BEIJING (Reuters) - A robust services sector will not stop China’s economy from slowing into the middle of the year, analysts said after modest government stimulus was seen as a signal authorities want to steady growth to keep their reform drive on track.
Two surveys on Thursday showing growth in the service sector offered some relief after a run of disappointing data this year, but did little to alter the view that the world’s second-largest economy has lost more momentum than expected in 2014.
On Wednesday, the government said it would accelerate construction of rail projects and cut taxes for small firms, the first concrete action this year to boost activity.
“The scale of the stimulus is modest, likely aimed at smoothing GDP growth at around the 7.5 percent target, rather than another round of massive stimulus,” HSBC economists said in a report.
The targeted moves showed authorities wanted to stop growth falling below 7 percent without undermining efforts to reshape the economy, the economists said.
“This should buy time to implement reform measures, which could involve some short-term pain.”
The official services Purchasing Managers’ Index (PMI) dipped to 54.5 from February’s 55.0, but still held well above the 50 level that divides expansion and contraction.
The Markit/HSBC Services PMI rose to 51.9 in March from February’s 51.0.
“The data shows that China’s non-manufacturing industry still maintained a relatively fast growth rate,” said Cai Jin, a vice president at the China Federation of Logistics and Purchasing, which compiles the official PMI, said in a statement.
That contrasts with a run of weaker indicators this year. On Tuesday, two surveys showed manufacturing struggled in March, with activity at smaller, private firms contracting for a third month, and exports unexpectedly dropped in February.
“What we’ve got in China is pretty much what have everywhere in North Asia, which is ... certainly not the export growth we were used to before. And that’s spreading to manufacturing,” said Tim Condon of ING.

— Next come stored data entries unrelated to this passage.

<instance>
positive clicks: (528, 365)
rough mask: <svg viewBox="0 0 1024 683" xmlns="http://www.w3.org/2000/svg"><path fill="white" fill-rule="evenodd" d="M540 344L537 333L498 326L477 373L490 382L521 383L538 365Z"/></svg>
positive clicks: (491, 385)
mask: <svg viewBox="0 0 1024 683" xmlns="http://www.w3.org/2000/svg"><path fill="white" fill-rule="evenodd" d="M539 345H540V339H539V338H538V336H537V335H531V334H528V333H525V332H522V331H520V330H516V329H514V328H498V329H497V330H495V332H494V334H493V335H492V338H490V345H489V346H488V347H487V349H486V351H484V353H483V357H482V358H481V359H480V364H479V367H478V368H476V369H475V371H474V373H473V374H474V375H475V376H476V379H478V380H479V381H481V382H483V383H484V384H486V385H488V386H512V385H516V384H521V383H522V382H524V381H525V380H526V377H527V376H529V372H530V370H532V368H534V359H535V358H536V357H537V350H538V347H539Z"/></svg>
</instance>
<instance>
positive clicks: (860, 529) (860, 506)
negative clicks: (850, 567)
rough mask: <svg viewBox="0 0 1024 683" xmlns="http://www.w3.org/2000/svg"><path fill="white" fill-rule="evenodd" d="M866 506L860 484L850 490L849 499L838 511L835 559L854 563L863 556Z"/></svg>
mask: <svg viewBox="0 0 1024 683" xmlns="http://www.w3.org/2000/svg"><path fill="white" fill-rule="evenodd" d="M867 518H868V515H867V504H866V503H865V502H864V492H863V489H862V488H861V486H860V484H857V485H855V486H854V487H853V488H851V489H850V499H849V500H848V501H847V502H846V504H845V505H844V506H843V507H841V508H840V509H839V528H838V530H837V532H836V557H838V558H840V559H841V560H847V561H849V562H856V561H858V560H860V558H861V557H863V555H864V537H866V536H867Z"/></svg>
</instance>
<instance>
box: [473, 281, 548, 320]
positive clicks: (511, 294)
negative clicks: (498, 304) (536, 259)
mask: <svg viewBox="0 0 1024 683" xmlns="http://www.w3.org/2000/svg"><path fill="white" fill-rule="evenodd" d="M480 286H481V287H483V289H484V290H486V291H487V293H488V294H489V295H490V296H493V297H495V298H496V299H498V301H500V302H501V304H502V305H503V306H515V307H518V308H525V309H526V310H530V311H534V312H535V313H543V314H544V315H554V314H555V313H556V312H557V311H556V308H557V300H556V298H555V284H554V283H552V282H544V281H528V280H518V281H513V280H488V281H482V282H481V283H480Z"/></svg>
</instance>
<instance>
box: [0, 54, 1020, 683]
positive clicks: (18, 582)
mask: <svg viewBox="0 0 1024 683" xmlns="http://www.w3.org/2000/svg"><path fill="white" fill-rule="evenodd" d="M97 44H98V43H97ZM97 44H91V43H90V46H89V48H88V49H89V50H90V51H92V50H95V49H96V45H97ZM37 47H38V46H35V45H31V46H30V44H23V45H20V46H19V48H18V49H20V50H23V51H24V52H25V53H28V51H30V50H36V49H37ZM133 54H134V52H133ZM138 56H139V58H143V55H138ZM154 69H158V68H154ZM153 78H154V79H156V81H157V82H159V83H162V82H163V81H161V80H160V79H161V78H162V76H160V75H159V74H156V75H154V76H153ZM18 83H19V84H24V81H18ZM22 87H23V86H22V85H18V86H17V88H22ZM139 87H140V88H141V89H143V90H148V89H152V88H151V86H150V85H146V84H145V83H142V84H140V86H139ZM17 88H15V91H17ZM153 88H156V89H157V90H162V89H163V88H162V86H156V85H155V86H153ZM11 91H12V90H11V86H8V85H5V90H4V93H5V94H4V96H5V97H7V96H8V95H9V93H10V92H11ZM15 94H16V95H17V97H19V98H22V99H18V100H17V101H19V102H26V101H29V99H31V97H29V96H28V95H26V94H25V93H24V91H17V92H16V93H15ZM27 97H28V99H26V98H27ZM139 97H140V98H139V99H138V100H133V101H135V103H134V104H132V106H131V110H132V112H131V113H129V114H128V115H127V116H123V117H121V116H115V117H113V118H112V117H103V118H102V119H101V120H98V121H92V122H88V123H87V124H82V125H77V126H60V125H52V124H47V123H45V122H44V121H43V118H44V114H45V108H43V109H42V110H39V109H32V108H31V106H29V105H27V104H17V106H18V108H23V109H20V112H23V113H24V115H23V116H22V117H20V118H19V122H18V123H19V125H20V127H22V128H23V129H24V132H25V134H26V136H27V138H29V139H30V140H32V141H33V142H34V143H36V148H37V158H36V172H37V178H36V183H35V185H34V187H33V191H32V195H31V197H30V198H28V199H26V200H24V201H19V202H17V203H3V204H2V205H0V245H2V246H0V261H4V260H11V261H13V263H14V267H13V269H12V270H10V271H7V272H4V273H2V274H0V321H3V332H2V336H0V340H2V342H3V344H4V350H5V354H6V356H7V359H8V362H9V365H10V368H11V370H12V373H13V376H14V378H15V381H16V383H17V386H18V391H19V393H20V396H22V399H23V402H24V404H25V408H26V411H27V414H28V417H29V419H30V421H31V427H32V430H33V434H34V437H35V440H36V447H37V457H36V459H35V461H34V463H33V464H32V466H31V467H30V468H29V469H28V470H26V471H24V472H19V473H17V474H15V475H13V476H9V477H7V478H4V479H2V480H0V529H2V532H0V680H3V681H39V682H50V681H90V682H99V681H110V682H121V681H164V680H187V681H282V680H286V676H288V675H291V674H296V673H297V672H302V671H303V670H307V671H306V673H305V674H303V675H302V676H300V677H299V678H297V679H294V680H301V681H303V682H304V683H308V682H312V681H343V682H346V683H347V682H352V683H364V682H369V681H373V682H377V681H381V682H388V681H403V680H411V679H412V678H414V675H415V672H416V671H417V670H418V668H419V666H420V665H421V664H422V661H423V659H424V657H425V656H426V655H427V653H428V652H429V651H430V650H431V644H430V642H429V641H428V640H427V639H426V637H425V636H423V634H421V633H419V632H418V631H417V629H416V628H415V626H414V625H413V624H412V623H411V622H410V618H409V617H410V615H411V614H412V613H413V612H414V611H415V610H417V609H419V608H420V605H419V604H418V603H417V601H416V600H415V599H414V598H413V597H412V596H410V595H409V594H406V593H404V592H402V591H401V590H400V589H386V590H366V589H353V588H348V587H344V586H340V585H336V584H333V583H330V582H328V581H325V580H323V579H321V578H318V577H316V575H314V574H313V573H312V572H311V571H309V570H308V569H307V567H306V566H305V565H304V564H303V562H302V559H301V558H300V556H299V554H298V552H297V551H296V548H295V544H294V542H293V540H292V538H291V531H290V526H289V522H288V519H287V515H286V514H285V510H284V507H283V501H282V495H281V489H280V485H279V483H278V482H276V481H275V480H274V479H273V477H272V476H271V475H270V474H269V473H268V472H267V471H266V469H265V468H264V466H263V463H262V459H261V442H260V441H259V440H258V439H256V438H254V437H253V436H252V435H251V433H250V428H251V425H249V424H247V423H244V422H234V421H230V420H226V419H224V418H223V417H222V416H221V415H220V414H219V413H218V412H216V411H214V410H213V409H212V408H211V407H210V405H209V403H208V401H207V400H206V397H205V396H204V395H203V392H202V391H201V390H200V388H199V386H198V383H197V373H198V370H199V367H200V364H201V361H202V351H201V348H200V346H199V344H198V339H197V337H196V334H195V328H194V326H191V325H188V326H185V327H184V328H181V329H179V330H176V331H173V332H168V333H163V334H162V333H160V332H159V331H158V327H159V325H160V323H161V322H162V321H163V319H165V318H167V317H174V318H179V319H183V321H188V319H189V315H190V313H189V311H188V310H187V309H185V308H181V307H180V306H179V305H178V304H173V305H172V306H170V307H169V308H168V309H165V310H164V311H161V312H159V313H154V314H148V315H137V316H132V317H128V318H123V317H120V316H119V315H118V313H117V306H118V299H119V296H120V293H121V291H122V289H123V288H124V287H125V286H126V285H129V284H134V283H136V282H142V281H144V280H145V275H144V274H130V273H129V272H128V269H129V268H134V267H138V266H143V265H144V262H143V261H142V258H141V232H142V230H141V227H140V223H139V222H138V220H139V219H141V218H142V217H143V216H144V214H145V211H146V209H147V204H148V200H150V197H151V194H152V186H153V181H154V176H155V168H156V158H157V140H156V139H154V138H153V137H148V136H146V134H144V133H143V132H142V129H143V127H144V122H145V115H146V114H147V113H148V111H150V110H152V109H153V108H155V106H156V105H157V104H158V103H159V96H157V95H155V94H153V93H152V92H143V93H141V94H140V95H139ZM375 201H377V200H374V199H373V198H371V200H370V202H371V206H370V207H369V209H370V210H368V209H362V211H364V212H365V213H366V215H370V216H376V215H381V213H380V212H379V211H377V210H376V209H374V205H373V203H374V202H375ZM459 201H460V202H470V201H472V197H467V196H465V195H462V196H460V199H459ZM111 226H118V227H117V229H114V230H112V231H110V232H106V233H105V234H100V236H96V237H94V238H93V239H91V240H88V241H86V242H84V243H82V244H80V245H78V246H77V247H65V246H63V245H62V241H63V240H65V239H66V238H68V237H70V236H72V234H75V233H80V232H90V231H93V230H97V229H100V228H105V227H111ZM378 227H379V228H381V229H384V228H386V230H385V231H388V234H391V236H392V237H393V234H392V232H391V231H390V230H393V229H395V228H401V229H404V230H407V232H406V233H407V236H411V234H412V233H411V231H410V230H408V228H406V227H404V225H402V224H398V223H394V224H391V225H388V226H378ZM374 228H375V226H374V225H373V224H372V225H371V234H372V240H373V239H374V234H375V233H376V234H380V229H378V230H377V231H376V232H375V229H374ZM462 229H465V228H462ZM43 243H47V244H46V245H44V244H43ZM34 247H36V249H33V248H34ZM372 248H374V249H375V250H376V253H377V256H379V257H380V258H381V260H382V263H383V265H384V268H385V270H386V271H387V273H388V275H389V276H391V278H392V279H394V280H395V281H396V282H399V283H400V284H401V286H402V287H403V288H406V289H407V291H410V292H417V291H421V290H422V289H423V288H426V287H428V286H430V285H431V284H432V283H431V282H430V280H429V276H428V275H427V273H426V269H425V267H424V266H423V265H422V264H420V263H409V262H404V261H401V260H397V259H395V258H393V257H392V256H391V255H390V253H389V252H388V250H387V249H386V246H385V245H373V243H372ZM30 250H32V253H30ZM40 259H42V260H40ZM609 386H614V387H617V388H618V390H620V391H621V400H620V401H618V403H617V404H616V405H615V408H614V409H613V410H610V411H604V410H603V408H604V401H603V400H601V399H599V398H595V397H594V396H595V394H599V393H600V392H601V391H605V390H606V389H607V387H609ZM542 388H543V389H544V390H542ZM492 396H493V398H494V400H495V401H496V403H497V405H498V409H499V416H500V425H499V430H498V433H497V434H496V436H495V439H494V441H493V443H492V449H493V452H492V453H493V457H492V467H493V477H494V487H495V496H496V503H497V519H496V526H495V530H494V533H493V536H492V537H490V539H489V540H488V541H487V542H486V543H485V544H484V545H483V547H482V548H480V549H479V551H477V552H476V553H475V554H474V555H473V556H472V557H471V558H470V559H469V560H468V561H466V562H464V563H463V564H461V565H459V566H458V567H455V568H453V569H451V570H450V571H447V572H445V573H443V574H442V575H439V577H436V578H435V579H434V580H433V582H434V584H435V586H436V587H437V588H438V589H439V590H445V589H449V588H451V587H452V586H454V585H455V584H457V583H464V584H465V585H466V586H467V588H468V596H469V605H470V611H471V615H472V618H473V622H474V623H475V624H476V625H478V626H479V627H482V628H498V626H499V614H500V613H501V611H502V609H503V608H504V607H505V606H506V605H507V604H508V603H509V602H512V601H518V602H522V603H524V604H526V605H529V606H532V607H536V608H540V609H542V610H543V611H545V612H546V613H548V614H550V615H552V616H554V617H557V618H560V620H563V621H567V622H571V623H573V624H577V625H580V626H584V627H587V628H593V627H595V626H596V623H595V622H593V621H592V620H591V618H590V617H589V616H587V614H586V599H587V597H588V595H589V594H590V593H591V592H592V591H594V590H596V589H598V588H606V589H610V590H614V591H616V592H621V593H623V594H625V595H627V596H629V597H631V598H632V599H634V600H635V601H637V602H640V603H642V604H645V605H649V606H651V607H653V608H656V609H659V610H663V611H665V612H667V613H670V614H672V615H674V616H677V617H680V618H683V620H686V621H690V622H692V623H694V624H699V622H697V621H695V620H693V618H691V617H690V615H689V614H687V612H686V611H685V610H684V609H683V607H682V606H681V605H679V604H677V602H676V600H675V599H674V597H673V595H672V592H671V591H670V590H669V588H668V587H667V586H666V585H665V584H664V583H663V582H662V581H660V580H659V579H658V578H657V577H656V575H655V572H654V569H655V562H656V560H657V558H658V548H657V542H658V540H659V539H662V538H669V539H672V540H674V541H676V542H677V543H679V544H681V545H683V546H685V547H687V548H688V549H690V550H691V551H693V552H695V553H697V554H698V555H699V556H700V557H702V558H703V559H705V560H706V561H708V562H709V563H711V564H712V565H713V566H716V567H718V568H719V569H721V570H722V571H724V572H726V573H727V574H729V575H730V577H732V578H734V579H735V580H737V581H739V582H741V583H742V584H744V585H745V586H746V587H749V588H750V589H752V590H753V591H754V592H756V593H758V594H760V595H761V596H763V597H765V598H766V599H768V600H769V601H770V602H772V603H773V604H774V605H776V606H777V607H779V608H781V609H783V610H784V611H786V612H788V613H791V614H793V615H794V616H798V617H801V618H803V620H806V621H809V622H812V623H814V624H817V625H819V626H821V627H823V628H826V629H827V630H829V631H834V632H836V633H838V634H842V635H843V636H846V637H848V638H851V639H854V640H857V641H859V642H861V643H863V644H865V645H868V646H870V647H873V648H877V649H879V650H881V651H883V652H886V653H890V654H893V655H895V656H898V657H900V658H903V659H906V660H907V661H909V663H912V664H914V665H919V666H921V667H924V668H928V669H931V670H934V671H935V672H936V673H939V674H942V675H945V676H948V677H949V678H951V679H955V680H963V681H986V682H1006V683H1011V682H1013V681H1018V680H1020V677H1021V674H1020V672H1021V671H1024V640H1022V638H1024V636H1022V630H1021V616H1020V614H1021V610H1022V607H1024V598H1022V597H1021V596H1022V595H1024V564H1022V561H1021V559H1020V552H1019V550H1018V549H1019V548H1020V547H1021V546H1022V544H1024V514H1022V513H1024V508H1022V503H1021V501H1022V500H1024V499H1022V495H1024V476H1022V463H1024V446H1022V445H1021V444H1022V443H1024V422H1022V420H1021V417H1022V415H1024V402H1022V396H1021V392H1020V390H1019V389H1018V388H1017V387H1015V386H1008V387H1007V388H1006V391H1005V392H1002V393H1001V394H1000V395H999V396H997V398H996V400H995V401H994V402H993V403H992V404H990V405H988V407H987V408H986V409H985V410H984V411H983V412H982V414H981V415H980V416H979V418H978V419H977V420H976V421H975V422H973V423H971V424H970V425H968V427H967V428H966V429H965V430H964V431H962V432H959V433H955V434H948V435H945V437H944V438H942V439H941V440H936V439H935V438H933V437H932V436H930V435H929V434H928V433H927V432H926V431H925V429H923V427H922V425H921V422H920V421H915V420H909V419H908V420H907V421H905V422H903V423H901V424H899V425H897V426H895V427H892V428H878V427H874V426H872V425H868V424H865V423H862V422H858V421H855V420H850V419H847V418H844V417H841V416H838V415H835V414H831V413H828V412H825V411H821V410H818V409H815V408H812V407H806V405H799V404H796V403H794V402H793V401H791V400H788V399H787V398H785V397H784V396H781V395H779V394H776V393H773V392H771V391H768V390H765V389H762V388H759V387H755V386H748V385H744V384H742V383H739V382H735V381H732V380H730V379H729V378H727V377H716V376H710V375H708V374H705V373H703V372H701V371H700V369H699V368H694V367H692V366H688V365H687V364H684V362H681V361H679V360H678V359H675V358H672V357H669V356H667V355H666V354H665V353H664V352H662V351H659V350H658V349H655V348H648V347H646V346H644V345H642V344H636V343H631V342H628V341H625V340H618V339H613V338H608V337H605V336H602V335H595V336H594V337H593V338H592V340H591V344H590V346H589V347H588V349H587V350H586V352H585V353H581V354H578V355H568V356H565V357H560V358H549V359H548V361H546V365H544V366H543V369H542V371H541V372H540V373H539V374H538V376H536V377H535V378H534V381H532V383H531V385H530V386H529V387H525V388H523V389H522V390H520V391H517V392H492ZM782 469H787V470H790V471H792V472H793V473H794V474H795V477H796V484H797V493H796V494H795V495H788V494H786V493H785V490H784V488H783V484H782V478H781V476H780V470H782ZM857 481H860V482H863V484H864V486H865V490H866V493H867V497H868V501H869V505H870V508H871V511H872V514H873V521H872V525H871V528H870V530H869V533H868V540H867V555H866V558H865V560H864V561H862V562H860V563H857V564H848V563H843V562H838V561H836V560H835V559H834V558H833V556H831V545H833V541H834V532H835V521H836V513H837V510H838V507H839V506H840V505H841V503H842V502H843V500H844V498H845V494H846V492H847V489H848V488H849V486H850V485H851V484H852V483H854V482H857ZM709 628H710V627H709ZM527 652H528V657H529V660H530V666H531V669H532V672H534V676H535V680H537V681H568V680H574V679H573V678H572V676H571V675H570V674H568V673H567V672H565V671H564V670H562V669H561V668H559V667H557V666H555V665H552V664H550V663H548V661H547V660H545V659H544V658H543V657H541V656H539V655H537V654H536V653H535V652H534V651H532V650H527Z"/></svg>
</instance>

The government wants to reduce the economy’s dependence on exports and enhance the role of consumption, although it is unclear how much growth it might be willing to sacrifice.
Services made up 46.1 percent of gross domestic product in 2013, having overtaken manufacturing as China’s biggest employer in 2011.
“We think (services) will continue to play a bigger role in driving China’s economic growth this year as the government is trying to rebalance the economy while letting the service industry to generate more employment,” said Zhang Yiping, an economist at China Merchants Securities in Shenzhen.
Finance Minister Lou Jiwei has said a healthy labor market was more important than reaching the government growth target. Employment is a priority for China’s leaders, because it helps them maintain social stability.
Both service-sector PMIs showed the rate of jobs growth increasing, while Tuesday’s Markit/HSBC manufacturing PMI showed a fifth successive contraction in the employment sub-index.
“We expect manufacturing will catch up later as the sector’s peak season is coming and the government has started to shore up the economy,” said Shen Lan, an economist at Standard Chartered in Beijing.
“We expect the economy will stabilize in the second quarter of this year and pick up in the second half,” Shen said.